Editor's Note: This column has been updated from an earlier version.
We’ve been hearing and talking a lot about transparency in programmatic media buying, and
media buying in general. What is it about that word that increasingly makes my skin crawl? It’s kind of like when everyone talked about “big data” -- and now it’s just
“data” or “data and analytics." Skin still crawling.
The issues around transparency are very real, day in and day out. Looking for perspective, I checked in with Joe Weaver,
president and CEO of Promatica Consulting, which tries to work through these issues with marketers arm-wrestling with their media agencies, ad-tech vendors and other partners. Weaver’s been on
all sides of the equation: He previously worked at TubeMogul, Mindshare, Omnicom Group, among other agencies.
So what prompts marketers to call him? “The [ad-tech] vendors cause
confusion. By the time we talk to [marketers], they’ve heard a variety of different points of view from different people. It becomes a very frustrating process for them, because they do believe
in programmatic media and marketing. They understand what it can do for them, but they’re very far from being able to work through what various business models mean for their business and which
ones will work,” Weaver explained.
With respect to that new buzzword “transparency," Weaver said “brands have been feeling like they’ve been screwed by the agency.
First, by not having financial transparency.” Brand marketers want to know how much the media costs: net vs. gross, where each dollar goes and how the dollars break down between different
vendors, depending on how the media is being bought.
There’s also a feeling that objectivity has ceased to exist at the holding-company and media-agency level. Backdoor deals and holding
company investments in ad tech have decreased transparency. “What’s happened is now the media investment groups are created to navigate and push more dollars into their own preferred
partnerships that are beneficial to the holding company and media agency,” Weaver said.
He called out GroupM parent WPP, in particular, for steering marketers toward ad-tech platforms it
has investments in. By using them, marketers are bolstering WPP's revenues. WPP has a $25 million stake in AppNexus, among other ad-tech providers. GroupM’s Xaxis For Publishers technology was
part of the deal.
Business Insider reported that WPP agencies spent some $4 billion on Google properties in 2015, along with $1 billion on Facebook and $100 million on AOL. Of course Google,
Facebook and AOL each have their own proprietary ad-tech stacks and preferred relationships.
Keeping track of which players have a stake in specific ad-tech vendors, which agencies are units
of which vendor, publisher or holding company, and how they're steering clients has become a parlor game.

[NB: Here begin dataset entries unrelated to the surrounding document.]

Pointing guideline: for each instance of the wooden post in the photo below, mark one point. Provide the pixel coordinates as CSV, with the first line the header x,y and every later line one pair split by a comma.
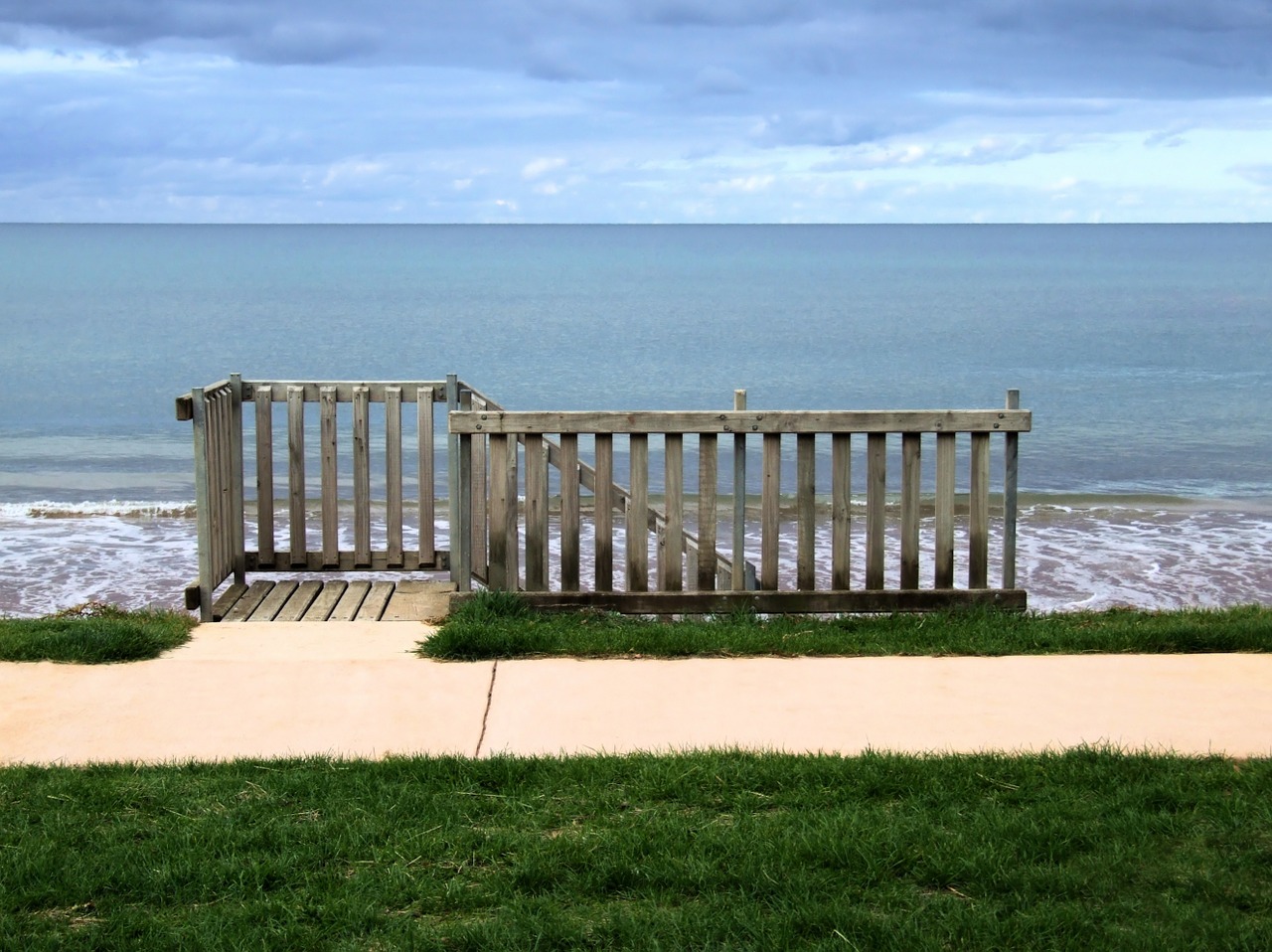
x,y
978,521
500,500
604,512
637,515
672,549
536,515
462,526
263,397
427,509
876,489
237,477
770,515
453,480
911,451
841,511
805,497
1010,476
328,454
570,512
739,499
362,476
944,555
480,507
708,463
394,474
296,472
203,497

Transparency can mean different things at different marketers. For example, for
L’Oreal, which has worked with Promatica, it means being mindful about where it's going to put its money, the partners it will use and identifying where those partners’ true business
interests lie.
“There are a lot of brands that don’t trust the agencies. We believe there’s a better model out there,” Weaver said.
But Weaver goes much
further: “Media [agency] investment is dead. It doesn’t do anything for brands in the digital space. It doesn’t do anything for brands in the programmatic space. Once brands figure
out they don’t need the dollar leverage to get the rates they want or need, they figure out they don’t need the big agencies.” Now that should have agency executives' skin
crawling.
True? False? Or is the reality way more nuanced? Either way, it sounds like he’s on to something.